El capitán sigue con la vista perdida en sus recuerdos, pero los labios le dibujan una sonrisa fugaz por la salida de Moisés.

—No, es cierto. A él tampoco le convencen los perros. —Inspira fuerte y tose. Necesita un buen cigarrillo—. He visto caballos recibiendo las balas que iban dirigidas a sus jinetes. Y cuando los miras a los ojos, no ves reproches. Y quizá me dirá: es un animal. Sí, pero son extraordinariamente inteligentes. Si un caballo protesta, es porque tiene razón. Si no quiere saltar una zanja, es porque no conviene saltarla. Los perros… los perros son caprichosos. Los caballos no hacen nada que no sea estrictamente necesario. Saben cuál es su función en la vida, y no se desvían.

—¿Y cuando un caballo no quiere obedecer?

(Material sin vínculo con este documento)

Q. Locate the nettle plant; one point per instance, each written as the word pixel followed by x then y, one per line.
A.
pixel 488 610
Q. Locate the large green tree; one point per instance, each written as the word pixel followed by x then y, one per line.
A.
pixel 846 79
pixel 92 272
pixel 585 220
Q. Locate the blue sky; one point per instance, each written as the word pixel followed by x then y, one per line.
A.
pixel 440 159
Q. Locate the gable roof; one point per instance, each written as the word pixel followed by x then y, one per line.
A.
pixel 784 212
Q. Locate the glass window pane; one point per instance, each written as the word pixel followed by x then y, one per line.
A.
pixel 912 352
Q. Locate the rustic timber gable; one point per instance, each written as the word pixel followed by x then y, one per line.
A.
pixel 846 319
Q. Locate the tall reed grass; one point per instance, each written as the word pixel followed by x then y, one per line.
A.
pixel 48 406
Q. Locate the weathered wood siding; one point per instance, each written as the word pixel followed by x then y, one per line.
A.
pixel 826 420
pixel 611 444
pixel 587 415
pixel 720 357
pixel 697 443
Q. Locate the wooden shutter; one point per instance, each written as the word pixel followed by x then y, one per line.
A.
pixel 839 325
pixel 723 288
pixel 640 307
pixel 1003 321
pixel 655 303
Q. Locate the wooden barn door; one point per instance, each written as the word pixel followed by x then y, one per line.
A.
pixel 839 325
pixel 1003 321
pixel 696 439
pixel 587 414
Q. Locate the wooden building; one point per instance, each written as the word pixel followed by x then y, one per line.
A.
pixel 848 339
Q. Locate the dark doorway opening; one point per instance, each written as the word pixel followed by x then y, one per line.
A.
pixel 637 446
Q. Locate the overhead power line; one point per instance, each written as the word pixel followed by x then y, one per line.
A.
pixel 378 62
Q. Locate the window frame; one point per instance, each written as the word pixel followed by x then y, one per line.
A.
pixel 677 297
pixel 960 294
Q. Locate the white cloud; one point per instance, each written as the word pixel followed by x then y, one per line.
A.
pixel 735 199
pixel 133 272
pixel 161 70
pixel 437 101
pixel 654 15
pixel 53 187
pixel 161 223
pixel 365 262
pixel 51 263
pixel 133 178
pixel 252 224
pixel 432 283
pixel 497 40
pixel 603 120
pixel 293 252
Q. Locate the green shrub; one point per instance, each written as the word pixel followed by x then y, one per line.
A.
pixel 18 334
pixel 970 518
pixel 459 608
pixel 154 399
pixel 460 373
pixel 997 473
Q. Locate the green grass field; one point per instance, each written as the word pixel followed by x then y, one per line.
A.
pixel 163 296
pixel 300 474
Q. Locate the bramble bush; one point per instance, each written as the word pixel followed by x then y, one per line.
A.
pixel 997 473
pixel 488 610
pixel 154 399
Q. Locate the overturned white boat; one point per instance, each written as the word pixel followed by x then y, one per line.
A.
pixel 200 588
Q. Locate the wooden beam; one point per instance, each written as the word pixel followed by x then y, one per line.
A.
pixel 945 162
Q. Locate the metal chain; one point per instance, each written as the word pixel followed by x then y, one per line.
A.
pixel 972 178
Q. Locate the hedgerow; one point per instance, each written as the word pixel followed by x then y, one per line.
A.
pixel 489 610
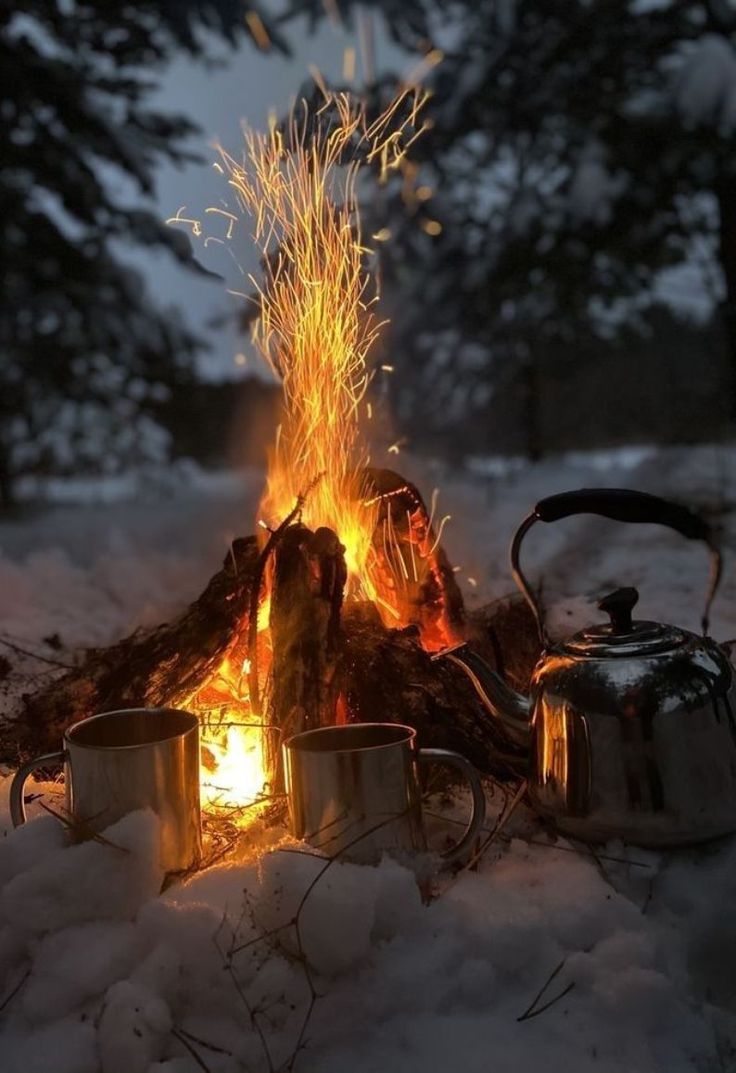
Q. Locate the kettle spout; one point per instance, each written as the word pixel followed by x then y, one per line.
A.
pixel 511 710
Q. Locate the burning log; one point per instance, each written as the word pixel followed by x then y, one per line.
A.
pixel 309 574
pixel 161 667
pixel 414 567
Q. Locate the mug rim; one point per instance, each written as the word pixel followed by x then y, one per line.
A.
pixel 70 737
pixel 294 744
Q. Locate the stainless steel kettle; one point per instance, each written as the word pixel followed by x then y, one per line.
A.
pixel 630 725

—Los caballos siempre encuentran su manera de obedecerte. —Otro carraspeo—. No tendrá tabaco, ¿verdad? —Moisés niega con la cabeza, y el capitán continúa, con la voz ronca—. Sólo hay una cosa en la que los caballos yerran siempre: los hombres somos traidores por naturaleza. No te puedes fiar nunca de ninguno.

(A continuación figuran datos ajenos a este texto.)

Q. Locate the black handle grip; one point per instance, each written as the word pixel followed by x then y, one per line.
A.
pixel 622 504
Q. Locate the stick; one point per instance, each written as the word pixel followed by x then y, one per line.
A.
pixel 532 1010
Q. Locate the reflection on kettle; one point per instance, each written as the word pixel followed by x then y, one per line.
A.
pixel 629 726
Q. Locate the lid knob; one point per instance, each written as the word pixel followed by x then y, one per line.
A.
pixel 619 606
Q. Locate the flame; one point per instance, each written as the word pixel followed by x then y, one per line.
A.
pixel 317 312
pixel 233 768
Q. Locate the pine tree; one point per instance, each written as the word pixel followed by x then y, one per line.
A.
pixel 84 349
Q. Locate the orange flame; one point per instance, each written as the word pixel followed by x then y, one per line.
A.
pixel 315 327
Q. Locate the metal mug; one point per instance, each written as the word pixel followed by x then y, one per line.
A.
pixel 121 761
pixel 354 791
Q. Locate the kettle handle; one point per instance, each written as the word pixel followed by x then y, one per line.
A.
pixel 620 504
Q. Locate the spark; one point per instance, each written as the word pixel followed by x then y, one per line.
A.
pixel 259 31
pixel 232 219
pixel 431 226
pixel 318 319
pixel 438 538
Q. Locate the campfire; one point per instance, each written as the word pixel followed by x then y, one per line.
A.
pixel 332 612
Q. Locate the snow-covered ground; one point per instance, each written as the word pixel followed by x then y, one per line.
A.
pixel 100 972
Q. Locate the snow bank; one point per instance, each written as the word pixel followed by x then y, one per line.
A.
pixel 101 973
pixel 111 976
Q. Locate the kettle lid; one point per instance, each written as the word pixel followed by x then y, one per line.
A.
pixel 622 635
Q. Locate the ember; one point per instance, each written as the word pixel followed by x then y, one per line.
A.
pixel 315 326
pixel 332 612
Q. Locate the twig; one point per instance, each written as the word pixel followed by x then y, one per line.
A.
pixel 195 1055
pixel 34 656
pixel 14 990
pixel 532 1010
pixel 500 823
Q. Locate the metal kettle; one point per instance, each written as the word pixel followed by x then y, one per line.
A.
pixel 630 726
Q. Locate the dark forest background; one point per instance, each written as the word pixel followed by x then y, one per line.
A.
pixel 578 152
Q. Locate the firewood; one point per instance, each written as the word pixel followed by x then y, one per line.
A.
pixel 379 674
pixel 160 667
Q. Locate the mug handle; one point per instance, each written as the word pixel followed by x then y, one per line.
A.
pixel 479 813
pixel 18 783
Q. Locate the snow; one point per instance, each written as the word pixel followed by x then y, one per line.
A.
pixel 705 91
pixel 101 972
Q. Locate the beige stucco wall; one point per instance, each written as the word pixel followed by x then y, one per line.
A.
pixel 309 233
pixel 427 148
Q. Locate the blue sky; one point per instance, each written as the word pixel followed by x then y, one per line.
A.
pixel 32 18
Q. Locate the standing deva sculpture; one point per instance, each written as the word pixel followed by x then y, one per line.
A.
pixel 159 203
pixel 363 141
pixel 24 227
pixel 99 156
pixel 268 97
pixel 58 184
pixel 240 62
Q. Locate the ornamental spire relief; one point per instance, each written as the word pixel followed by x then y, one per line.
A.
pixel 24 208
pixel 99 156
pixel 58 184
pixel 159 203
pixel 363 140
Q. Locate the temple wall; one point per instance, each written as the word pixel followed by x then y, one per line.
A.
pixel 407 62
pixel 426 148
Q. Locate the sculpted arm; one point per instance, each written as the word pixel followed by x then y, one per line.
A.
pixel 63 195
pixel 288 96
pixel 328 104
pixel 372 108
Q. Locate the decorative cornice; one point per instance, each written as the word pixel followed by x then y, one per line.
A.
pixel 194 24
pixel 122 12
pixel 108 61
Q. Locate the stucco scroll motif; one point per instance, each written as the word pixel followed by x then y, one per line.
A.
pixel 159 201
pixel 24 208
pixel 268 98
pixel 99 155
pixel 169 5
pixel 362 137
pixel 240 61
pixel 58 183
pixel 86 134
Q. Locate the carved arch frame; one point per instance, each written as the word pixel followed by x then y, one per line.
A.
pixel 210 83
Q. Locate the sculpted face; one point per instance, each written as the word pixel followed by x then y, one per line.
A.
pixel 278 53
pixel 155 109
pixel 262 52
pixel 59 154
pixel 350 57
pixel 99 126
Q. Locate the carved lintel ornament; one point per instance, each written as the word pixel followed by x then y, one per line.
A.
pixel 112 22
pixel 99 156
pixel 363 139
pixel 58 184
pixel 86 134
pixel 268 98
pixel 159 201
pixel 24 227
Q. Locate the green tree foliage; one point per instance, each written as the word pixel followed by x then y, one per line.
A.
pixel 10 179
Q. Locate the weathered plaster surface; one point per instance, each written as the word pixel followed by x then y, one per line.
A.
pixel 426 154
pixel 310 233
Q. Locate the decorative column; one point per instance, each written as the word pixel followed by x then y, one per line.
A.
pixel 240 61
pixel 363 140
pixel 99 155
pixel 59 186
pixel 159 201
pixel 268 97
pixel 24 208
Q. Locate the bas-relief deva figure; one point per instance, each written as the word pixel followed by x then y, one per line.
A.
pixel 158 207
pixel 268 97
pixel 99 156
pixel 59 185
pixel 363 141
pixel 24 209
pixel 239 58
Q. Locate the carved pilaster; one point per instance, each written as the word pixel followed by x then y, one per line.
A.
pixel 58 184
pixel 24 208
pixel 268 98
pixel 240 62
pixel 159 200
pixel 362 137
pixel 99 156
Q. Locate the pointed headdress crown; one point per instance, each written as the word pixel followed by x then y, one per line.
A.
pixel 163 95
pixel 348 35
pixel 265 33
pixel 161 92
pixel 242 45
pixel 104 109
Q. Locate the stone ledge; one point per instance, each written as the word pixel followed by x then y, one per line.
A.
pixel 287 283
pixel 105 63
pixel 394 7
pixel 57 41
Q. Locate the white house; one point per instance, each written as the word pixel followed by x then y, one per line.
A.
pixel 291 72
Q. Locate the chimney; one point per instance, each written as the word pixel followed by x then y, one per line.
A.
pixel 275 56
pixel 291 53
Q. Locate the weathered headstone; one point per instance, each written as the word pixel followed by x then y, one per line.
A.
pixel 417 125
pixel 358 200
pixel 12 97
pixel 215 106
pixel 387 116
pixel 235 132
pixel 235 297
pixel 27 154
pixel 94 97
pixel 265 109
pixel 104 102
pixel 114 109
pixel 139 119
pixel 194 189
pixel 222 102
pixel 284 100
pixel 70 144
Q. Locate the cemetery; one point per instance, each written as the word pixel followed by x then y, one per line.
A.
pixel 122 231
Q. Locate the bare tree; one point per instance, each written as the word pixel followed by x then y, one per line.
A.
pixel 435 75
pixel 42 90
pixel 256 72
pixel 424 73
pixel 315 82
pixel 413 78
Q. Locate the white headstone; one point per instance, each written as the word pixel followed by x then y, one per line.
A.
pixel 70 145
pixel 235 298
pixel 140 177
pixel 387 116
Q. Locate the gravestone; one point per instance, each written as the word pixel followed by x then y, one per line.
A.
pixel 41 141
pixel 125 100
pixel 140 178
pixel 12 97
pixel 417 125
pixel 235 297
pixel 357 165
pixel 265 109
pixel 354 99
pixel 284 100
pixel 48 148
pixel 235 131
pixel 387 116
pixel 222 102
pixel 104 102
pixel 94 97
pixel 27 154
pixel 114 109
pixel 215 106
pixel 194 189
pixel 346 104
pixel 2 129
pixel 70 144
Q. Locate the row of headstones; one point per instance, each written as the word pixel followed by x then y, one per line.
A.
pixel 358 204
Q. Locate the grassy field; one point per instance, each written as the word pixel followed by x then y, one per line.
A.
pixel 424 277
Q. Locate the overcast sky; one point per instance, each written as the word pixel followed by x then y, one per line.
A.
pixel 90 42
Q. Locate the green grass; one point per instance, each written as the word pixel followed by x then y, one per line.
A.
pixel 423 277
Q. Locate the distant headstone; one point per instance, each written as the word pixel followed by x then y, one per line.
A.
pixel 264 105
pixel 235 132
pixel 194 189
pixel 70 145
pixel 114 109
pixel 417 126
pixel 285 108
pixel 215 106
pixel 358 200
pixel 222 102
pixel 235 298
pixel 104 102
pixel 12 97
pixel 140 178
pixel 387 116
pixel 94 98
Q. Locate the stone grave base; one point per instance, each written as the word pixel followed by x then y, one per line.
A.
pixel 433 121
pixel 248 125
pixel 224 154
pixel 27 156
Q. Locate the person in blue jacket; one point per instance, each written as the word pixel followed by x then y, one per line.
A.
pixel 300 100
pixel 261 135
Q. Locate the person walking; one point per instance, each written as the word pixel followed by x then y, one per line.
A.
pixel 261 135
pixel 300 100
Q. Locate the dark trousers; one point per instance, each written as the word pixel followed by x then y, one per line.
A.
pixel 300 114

—¿Ni de aquellos de los que debes olvidar el nombre?

Ahora, el capitán mira los ojos de Moisés fijamente.

—De esos menos aún, por mucho que el jinete insista. Los hombres llevamos la mentira en las venas, somos egoístas, pensamos siempre en nuestro beneficio. Recuerda bien lo que diré ahora, Bocas: todos mienten. Siempre.

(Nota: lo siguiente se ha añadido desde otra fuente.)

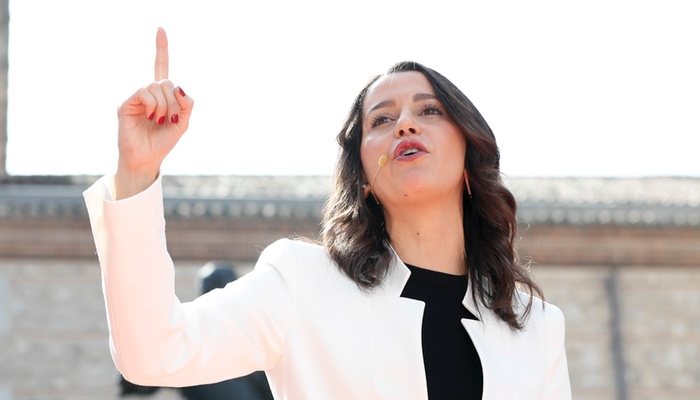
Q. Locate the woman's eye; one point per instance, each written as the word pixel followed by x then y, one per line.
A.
pixel 379 120
pixel 432 110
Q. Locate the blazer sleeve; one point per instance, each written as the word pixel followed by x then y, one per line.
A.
pixel 154 338
pixel 557 385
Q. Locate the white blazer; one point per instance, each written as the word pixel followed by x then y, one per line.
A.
pixel 297 317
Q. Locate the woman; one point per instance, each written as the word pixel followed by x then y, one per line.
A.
pixel 412 294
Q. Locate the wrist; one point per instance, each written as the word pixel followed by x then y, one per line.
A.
pixel 130 181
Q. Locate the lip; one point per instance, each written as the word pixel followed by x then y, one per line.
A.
pixel 407 144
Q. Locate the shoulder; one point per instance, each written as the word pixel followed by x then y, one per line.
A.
pixel 292 256
pixel 289 251
pixel 305 265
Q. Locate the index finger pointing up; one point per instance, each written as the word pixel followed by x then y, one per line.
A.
pixel 161 65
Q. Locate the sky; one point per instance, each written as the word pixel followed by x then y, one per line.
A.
pixel 595 88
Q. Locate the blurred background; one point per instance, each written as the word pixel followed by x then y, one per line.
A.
pixel 594 105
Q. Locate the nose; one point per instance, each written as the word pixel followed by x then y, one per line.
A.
pixel 405 125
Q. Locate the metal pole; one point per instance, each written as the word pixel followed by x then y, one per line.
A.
pixel 4 34
pixel 611 287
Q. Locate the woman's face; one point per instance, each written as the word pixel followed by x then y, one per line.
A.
pixel 424 149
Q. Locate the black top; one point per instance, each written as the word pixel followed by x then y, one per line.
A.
pixel 452 365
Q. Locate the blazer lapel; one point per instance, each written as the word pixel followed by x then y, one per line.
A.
pixel 397 326
pixel 492 339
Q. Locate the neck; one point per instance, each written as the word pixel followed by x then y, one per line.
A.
pixel 430 236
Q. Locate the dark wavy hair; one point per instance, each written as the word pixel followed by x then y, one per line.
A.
pixel 353 229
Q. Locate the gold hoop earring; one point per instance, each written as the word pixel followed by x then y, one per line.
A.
pixel 466 181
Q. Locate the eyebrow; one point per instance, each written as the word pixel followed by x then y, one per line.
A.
pixel 389 103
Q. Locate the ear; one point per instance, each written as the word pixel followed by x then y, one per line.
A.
pixel 365 190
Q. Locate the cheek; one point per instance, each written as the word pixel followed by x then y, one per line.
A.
pixel 370 151
pixel 458 148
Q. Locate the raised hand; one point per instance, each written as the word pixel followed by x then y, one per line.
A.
pixel 151 122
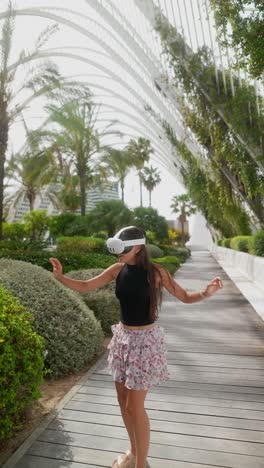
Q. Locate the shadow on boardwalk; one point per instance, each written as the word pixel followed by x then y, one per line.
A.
pixel 209 414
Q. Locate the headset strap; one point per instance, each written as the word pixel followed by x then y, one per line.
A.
pixel 134 242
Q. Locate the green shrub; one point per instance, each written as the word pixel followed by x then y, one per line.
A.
pixel 170 263
pixel 258 243
pixel 226 243
pixel 21 363
pixel 23 245
pixel 58 224
pixel 242 243
pixel 81 245
pixel 102 301
pixel 14 231
pixel 68 260
pixel 72 334
pixel 154 251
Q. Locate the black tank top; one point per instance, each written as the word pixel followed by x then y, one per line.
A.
pixel 132 290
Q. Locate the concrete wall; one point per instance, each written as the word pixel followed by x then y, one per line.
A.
pixel 249 265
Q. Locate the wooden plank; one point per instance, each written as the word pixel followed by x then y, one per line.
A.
pixel 195 430
pixel 107 381
pixel 104 412
pixel 171 411
pixel 110 441
pixel 155 398
pixel 32 461
pixel 103 455
pixel 209 414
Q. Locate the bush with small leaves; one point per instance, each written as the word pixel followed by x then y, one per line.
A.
pixel 154 251
pixel 73 336
pixel 81 245
pixel 70 261
pixel 258 243
pixel 102 301
pixel 226 243
pixel 21 363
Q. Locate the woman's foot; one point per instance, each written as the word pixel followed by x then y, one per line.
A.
pixel 126 460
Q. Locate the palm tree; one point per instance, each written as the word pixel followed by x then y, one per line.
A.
pixel 150 178
pixel 139 151
pixel 76 140
pixel 42 79
pixel 118 163
pixel 69 195
pixel 183 205
pixel 34 169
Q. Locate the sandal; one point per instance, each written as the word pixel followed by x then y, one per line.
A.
pixel 128 462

Moisés Corvo detesta el tono paternalista que ha adoptado el capitán. No sabe lo que yo he tenido que pasar. No sabe qué me he encontrado antes de ir a parar a esta isla dejada de la mano de Dios. El capitán, como si tuviera la facultad de leer el pensamiento, continúa:

—Y no te creas que no sé que seguramente has sufrido mucho antes de llegar aquí. Pero mientras haya hombres sobre la Tierra, confía sólo en los caballos.

—Lo tendré en cuenta, capitán.

—Por otra parte, vigila de cerca a Bartolo. Quedas liberado de tus obligaciones hasta dentro de una semana. ¿A qué día estamos?

—Hoy es cuatro de abril.

—Pues hasta el lunes once, que el domingo es Pascua Florida. Tienes hasta el lunes para averiguar lo que puedas. El gobernador me pide un culpable, y es el tiempo máximo que te puedo dar.

—El tiempo siempre es un mal aliado.

—Eso parece. Vamos, muchacho.

Salen de la cuadra y Moisés mete la bota dentro de una de las heces de caballo todavía frescas.

—¡Joder! —exclama.

El capitán se ríe con ganas.

—Es lo que tienen los caballos. —Y, agarrando a Moisés por la nuca, dice—: Bocas, tú haz lo que te he pedido, que de recoger la mierda ya me encargo yo.